Sorry, I expressed myself badly. I was just suggesting that the abstraction isn't *driving* any desire to adopt UTIs. At best it's a small side benefit.
> Not necessarily. The lesson learned from that situation was that Apple can’t go out and solve this kind of problem all on its own. If they go out and work together with the other vendors, the situation could change. If I’m correctly informed, WinFS was going to be capable of storing file types, and assuming Microsoft ever does get something like this working, Apple and MS could work out a cross-platform standard.
By all means, let's have a cross-platform standard. Let's do whatever it takes, let's bribe politicians, let's have a Million Nerd March from Redmond to Cupertino and then to planet Xanadu (or wherever the centroid of Unix development is these days). But this would take years, probably a generation, especially when you factor in the time for widespread adoption of a new standard. I'm not saying don't do it, I just don't agree with characterizing the situation as "we're practically there, we just have a few cross-platform mechanisms to implement".
Still, I was wrong before. We *already* have a compatible cross-platform metadata store -- extensions. The problem isn't that we don't have the cross-platform technology. The problem is that that it's really, really bad as a mechanism for storing what you call file types.
> Even assuming the status quo of flat files + extensions stays forever, though, there are still things you can do with UTIs. The most obvious is to analyze the file’s contents to determine what type of file it is. There are plenty of file types out there that can be identified by examining the first few bytes of the file — it would not be very difficult to augment the UTI system to take those into account when determining the type of a file, and as SSDs become more prevalent, the performance penalty for doing so will decrease significantly.

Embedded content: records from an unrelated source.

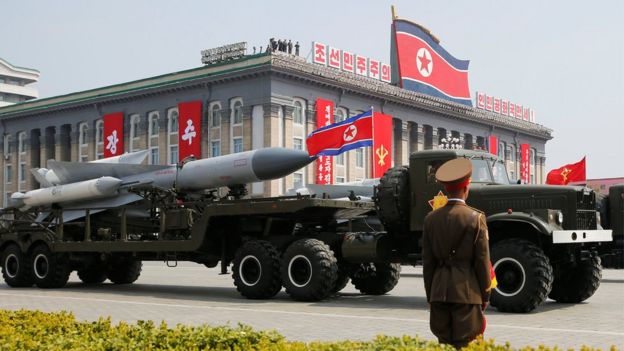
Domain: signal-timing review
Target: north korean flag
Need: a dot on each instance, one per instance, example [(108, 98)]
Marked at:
[(336, 138), (426, 67)]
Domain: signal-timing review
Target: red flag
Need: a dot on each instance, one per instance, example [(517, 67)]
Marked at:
[(189, 129), (525, 171), (334, 139), (426, 67), (382, 144), (324, 164), (574, 172), (493, 145), (113, 134)]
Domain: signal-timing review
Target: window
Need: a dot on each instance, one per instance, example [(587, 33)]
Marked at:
[(215, 115), (99, 139), (237, 112), (340, 115), (298, 112), (83, 142), (154, 156), (297, 180), (134, 132), (215, 148), (153, 124), (172, 136), (238, 145), (297, 143), (359, 157), (8, 173)]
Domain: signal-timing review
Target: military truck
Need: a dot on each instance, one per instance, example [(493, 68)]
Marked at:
[(611, 209), (544, 239)]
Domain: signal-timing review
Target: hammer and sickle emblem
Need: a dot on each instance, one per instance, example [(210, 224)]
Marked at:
[(564, 174), (381, 152)]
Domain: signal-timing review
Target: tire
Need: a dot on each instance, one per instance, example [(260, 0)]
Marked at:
[(92, 275), (392, 200), (578, 282), (16, 267), (256, 270), (376, 278), (524, 276), (126, 270), (342, 278), (309, 270), (50, 270)]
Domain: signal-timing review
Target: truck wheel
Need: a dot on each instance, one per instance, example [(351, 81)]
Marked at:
[(256, 270), (92, 275), (376, 278), (576, 283), (309, 270), (126, 270), (523, 273), (342, 278), (392, 200), (16, 269), (50, 270)]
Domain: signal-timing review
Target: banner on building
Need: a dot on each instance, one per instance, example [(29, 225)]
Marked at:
[(336, 138), (425, 66), (324, 164), (189, 129), (113, 134), (493, 145), (525, 169), (574, 172), (382, 144)]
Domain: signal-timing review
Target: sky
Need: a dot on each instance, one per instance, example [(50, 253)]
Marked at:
[(562, 58)]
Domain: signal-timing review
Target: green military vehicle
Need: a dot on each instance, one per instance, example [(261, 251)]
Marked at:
[(544, 239), (611, 209)]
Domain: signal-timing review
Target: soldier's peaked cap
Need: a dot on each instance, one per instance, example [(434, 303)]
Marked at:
[(455, 174)]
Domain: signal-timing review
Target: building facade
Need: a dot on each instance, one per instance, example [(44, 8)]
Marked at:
[(15, 83), (256, 101)]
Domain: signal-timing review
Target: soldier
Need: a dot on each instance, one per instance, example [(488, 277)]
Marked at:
[(456, 260)]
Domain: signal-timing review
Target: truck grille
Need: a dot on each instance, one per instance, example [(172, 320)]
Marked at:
[(585, 219)]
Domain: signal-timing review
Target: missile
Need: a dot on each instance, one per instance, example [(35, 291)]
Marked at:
[(47, 177), (241, 168), (84, 190)]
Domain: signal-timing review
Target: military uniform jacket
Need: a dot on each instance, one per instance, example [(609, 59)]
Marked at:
[(465, 278)]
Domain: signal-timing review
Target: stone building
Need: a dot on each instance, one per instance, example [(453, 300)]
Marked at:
[(256, 101)]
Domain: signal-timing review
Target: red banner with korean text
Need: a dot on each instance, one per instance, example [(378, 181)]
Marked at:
[(324, 164), (382, 144), (189, 129), (525, 170), (113, 134), (574, 172), (493, 145)]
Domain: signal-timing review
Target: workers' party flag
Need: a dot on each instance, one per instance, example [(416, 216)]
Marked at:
[(336, 138), (189, 132), (113, 134), (426, 67), (382, 144), (574, 172)]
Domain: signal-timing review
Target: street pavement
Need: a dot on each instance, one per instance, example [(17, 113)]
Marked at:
[(193, 294)]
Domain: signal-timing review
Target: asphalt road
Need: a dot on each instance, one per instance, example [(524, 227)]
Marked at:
[(193, 294)]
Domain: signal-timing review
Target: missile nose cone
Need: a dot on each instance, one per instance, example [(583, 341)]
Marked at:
[(277, 162), (107, 185)]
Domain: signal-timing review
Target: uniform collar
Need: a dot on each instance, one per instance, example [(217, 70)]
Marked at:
[(456, 201)]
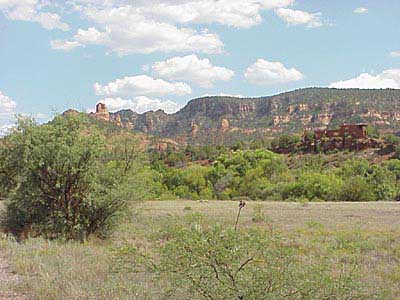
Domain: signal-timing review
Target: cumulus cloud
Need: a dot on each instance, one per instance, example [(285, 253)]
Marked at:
[(29, 10), (5, 129), (360, 10), (141, 104), (193, 69), (387, 79), (141, 85), (125, 31), (395, 53), (129, 27), (264, 72), (7, 111), (7, 105), (64, 45), (236, 13), (299, 17)]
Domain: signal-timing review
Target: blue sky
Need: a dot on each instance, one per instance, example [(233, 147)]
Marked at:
[(154, 54)]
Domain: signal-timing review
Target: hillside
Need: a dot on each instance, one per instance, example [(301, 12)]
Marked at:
[(226, 119)]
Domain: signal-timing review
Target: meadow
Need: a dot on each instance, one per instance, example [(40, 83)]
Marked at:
[(344, 233)]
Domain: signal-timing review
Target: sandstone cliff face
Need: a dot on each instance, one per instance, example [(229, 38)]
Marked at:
[(287, 112)]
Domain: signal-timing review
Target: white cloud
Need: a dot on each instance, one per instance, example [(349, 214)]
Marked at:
[(142, 85), (236, 13), (130, 27), (395, 53), (387, 79), (5, 129), (64, 45), (7, 111), (141, 104), (360, 10), (29, 10), (124, 31), (264, 72), (7, 105), (191, 68), (298, 17)]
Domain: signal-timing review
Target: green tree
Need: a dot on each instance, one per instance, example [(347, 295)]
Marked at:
[(216, 263), (57, 180)]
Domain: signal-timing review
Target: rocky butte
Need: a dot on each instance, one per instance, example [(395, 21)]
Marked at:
[(226, 119)]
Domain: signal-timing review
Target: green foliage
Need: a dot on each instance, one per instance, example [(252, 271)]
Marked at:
[(313, 186), (60, 181), (261, 174), (289, 142), (216, 263)]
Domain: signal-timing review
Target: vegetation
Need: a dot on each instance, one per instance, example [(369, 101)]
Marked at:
[(346, 248), (263, 175), (61, 181), (75, 179), (314, 106)]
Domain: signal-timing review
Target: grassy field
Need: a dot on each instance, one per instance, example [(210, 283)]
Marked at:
[(105, 269)]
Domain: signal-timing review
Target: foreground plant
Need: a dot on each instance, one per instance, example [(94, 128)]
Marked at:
[(218, 263), (57, 182)]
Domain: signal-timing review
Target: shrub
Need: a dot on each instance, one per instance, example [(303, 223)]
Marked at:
[(313, 186), (356, 189), (217, 263), (59, 186)]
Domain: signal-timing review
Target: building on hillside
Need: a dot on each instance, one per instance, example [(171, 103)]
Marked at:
[(348, 136), (354, 131)]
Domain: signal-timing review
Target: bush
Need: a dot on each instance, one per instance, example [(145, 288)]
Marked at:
[(59, 185), (313, 186), (217, 263), (356, 189)]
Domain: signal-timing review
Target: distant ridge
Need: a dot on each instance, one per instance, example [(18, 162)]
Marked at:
[(213, 119)]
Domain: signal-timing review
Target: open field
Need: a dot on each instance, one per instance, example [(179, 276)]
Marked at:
[(104, 269)]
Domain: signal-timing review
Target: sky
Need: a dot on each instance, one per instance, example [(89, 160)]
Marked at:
[(152, 54)]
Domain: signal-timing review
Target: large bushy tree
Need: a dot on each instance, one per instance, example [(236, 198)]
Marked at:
[(57, 180)]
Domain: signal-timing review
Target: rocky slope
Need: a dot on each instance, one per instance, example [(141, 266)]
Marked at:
[(225, 119)]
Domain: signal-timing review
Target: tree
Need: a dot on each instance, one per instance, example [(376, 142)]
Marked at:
[(211, 262), (57, 180)]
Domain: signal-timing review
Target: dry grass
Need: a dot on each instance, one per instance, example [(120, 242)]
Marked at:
[(55, 270)]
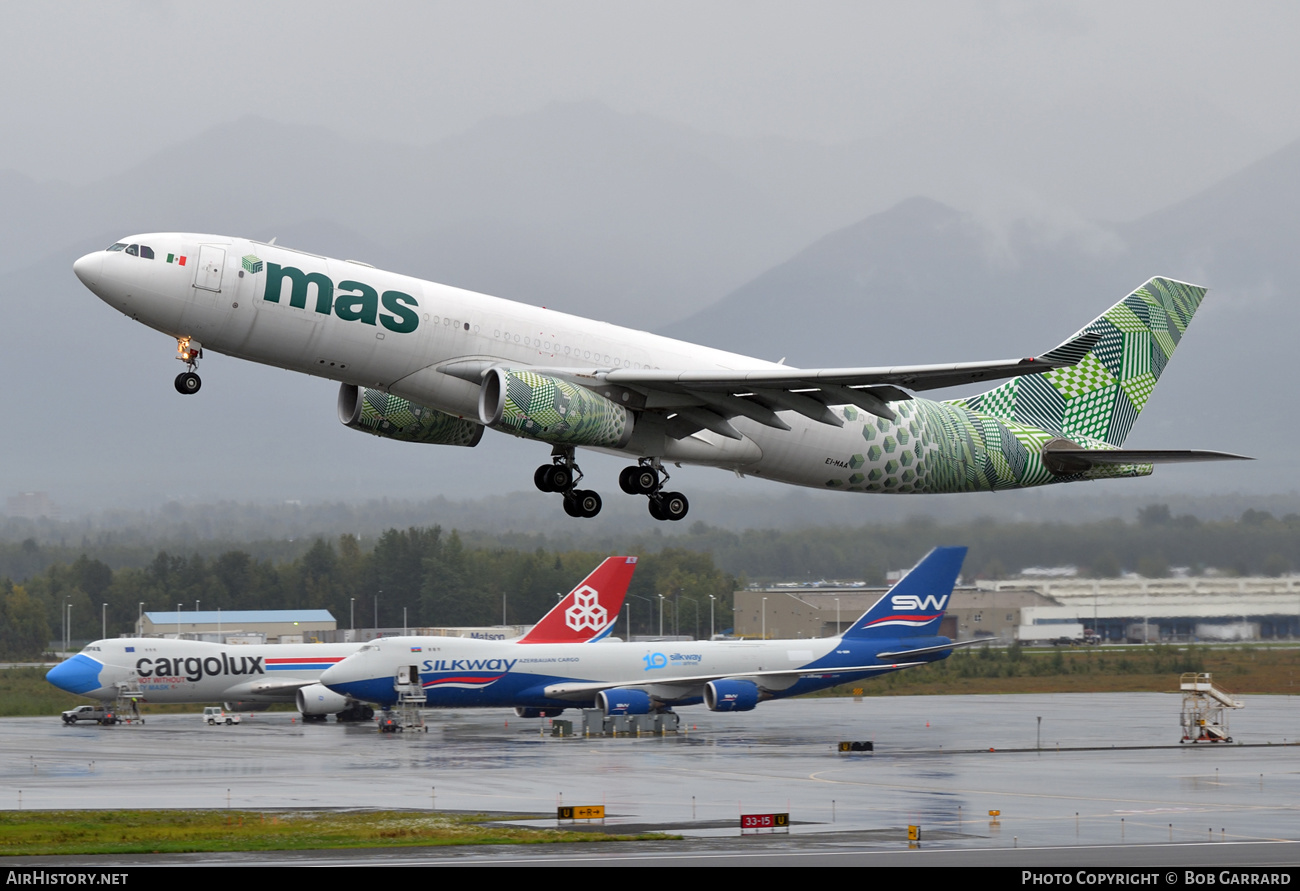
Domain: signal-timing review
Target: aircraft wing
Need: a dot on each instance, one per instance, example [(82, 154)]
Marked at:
[(707, 399), (585, 690)]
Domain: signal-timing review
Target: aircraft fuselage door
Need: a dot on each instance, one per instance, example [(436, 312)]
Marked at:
[(212, 260)]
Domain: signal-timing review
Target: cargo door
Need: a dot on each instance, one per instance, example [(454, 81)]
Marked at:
[(212, 260)]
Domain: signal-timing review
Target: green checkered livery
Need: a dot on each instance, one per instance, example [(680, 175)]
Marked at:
[(1100, 397), (995, 440), (551, 410), (394, 418)]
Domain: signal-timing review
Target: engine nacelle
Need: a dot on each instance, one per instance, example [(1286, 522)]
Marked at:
[(384, 414), (731, 695), (624, 700), (547, 409), (319, 700)]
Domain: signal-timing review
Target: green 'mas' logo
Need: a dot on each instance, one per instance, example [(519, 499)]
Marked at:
[(354, 302)]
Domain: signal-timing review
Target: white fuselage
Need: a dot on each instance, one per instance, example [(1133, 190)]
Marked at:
[(401, 331), (161, 670), (482, 674)]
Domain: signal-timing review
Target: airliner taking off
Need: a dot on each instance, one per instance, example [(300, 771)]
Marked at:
[(428, 363), (898, 631), (163, 670)]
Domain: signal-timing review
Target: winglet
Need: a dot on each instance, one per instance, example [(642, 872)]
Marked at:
[(915, 605), (589, 611)]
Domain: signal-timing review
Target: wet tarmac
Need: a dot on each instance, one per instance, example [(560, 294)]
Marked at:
[(1099, 770)]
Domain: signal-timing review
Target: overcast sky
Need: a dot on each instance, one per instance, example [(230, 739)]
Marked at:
[(1070, 111), (1203, 86)]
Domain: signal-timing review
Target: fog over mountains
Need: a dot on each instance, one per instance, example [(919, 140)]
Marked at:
[(771, 247)]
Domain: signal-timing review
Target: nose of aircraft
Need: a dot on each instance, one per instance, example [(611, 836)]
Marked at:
[(77, 675), (355, 677), (87, 268)]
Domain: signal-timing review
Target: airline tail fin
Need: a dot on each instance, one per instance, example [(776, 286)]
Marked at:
[(589, 611), (1101, 396), (915, 605)]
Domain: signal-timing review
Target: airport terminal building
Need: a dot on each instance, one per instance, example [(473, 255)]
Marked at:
[(1142, 610)]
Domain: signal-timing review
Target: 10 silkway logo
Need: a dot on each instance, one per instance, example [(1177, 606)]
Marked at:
[(350, 301)]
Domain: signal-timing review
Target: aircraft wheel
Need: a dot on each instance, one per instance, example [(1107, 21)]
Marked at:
[(542, 478), (559, 478), (646, 480), (628, 480), (675, 505), (588, 502), (187, 383)]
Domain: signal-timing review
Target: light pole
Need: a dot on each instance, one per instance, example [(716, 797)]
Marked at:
[(629, 615)]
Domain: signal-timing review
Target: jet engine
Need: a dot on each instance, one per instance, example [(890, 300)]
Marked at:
[(384, 414), (319, 700), (624, 700), (731, 695), (547, 409)]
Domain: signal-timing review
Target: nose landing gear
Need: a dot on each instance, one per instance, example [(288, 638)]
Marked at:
[(648, 479), (563, 476), (189, 351)]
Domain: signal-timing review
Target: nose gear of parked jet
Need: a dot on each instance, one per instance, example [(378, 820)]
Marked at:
[(563, 476), (648, 479), (189, 351)]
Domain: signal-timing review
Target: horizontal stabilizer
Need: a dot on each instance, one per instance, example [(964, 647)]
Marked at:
[(1071, 459), (585, 690), (923, 651)]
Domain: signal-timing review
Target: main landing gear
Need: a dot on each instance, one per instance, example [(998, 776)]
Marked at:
[(189, 351), (648, 479), (563, 475)]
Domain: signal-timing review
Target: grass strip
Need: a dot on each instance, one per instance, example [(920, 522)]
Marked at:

IOW, the first 4 bytes of a file are, in many cases, file-type pseudo-metadata. That would only be helpful if there were a reliable way of knowing whether this information was present, but there isn't. It seem to me that guessing just makes a bigger mess.
I also think that requiring a file to be opened (and read) in order to obtain metadata is going to suffer some serious technical pushback. You couldn't, for example, determine the type of a file that was exclusively opened by a different process. Etc.